La technologie, elle aussi, a suffisamment progressé pour que la délivrance et la gestion d’une carte d’identité universelle ne relèvent plus de la science-fiction. Les systèmes biométriques sont répandus, et les services de paiement mobile sont des outils éprouvés pour distribuer efficacement l’aide. Ce qu’il faut aujourd’hui, c’est de l’imagination – et de la détermination.

En outre, la proposition repose sur un argument moral puissant : dans un monde aussi interconnecté que le nôtre, pouvons-nous continuer à accepter que certains n’aient aucune existence légale ni aucun moyen de se nourrir ? Pouvons-nous nous permettre de ne rien faire ?

Un pas possible vers la citoyenneté mondiale

Au-delà de ses bénéfices pratiques, la carte d’identité universelle et le complément de revenu de base représentent quelque chose de plus profond : un nouveau modèle de protection sociale mondiale.

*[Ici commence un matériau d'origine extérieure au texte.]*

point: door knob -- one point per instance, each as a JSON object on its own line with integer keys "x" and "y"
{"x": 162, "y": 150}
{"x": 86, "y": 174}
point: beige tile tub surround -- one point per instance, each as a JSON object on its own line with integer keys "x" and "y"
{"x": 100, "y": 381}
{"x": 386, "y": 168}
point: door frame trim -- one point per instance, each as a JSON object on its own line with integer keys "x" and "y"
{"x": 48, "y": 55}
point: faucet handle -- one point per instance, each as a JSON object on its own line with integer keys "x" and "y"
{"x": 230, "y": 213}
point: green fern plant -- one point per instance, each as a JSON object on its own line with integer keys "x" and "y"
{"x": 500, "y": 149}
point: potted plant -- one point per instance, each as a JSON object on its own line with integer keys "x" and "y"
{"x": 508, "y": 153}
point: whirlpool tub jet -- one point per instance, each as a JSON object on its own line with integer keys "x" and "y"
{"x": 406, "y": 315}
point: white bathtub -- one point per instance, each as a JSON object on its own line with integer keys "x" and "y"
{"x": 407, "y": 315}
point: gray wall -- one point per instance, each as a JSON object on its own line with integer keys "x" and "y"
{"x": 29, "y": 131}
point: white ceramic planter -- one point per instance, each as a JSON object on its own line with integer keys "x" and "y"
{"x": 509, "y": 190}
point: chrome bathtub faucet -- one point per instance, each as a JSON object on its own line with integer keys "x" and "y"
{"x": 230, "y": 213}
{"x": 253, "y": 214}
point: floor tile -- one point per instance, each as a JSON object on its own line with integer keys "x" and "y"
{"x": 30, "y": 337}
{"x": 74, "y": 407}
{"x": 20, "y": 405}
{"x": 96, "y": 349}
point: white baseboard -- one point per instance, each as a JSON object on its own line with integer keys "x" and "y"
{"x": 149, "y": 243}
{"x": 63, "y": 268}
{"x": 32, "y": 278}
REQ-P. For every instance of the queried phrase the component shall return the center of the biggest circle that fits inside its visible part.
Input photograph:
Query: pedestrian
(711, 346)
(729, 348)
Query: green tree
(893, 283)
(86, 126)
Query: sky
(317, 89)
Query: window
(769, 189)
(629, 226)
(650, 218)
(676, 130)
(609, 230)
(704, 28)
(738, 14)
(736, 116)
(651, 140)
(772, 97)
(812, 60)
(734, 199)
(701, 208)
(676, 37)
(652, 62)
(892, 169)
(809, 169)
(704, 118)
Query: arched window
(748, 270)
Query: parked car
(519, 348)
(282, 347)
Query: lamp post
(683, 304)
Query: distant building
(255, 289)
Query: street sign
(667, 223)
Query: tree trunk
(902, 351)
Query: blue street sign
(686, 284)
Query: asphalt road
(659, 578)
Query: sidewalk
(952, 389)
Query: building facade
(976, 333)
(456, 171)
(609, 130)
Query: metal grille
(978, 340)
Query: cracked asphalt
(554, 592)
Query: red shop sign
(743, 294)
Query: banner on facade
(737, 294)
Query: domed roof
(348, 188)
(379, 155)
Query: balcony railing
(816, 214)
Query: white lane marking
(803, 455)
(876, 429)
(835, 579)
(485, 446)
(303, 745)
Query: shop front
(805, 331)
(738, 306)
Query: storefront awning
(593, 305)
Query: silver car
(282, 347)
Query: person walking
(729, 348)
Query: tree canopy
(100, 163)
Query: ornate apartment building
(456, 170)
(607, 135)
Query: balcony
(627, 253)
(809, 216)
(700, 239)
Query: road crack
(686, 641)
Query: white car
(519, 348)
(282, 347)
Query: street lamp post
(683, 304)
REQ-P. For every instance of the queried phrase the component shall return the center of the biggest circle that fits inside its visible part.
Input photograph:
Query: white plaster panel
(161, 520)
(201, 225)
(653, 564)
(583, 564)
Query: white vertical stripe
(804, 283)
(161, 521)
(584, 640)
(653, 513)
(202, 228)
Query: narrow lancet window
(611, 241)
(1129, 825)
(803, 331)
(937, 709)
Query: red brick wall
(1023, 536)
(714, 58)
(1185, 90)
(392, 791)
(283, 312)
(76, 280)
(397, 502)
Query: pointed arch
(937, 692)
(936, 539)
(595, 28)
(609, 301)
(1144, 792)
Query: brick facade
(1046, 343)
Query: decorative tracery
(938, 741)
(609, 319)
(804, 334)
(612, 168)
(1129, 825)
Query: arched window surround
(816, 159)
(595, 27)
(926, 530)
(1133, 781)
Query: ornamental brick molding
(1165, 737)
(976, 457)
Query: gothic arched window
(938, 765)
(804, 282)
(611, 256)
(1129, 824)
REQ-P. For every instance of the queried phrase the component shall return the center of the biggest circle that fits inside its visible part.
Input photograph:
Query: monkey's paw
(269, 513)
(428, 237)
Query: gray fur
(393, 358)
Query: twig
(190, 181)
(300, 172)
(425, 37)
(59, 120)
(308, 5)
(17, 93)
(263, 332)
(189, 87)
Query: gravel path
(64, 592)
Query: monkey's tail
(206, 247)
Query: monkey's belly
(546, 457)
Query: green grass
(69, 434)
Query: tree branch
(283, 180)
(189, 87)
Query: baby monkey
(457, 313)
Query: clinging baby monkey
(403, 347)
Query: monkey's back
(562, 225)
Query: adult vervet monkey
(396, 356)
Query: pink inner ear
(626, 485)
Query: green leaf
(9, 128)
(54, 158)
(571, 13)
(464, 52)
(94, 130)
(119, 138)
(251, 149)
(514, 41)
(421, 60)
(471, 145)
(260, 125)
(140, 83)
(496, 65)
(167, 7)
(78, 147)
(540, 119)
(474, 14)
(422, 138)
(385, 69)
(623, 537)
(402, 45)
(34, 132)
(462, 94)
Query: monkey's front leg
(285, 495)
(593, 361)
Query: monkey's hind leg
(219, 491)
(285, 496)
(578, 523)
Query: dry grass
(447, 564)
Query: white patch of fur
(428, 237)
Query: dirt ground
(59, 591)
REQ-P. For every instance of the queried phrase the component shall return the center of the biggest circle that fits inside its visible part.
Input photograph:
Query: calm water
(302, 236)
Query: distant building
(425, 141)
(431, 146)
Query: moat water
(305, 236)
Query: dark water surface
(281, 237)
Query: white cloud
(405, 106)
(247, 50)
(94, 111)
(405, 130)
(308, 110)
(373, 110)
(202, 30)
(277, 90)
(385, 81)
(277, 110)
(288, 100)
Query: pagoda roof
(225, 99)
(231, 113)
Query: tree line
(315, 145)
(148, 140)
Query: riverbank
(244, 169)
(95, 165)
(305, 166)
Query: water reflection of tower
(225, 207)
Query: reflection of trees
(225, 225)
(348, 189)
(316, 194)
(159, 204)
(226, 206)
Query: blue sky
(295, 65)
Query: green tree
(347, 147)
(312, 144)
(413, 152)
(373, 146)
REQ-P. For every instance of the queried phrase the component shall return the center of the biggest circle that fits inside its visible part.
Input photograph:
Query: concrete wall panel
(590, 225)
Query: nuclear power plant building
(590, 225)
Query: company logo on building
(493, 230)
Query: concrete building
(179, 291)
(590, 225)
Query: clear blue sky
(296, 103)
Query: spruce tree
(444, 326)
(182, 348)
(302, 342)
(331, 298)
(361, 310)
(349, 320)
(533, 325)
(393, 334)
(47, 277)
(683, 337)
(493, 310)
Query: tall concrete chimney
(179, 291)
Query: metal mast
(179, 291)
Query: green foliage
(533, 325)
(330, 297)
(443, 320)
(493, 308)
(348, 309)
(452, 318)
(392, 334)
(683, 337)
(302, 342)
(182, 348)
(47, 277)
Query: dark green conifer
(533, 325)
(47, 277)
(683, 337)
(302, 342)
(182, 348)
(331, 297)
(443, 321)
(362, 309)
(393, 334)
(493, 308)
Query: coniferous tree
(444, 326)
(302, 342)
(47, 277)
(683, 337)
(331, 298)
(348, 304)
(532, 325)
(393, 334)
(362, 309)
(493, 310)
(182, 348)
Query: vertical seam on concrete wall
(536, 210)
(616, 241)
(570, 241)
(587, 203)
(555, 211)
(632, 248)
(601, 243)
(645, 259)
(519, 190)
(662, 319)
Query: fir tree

Ils considèrent l’identité et le revenu de base non comme des privilèges de citoyenneté, mais comme des droits inhérents à la personne. Ils offrent ainsi une alternative à une vision nationaliste de l’organisation sociale.

C’est une vision radicale mais pas irréalisable – une politique proche de ce que le sociologue Erik Olin Wright appelait « une utopie réaliste » : un monde où naître au mauvais endroit ne condamne plus à une vie de souffrance et d’exclusion.

Que ce plan soit adopté ou non, il ouvre la voie à une réflexion sur la manière dont nous prenons soin les uns des autres au-delà des frontières. À mesure que les défis mondiaux s’intensifient – changement climatique, déplacements, pandémies –, le besoin de solutions globales devient plus urgent. Le projet confère aussi un rôle nouveau et véritablement supranational à l’ONU, à un moment où l’organisation – qui fête cette année son 80e anniversaire – traverse l’une des crises existentielles les plus profondes de son histoire.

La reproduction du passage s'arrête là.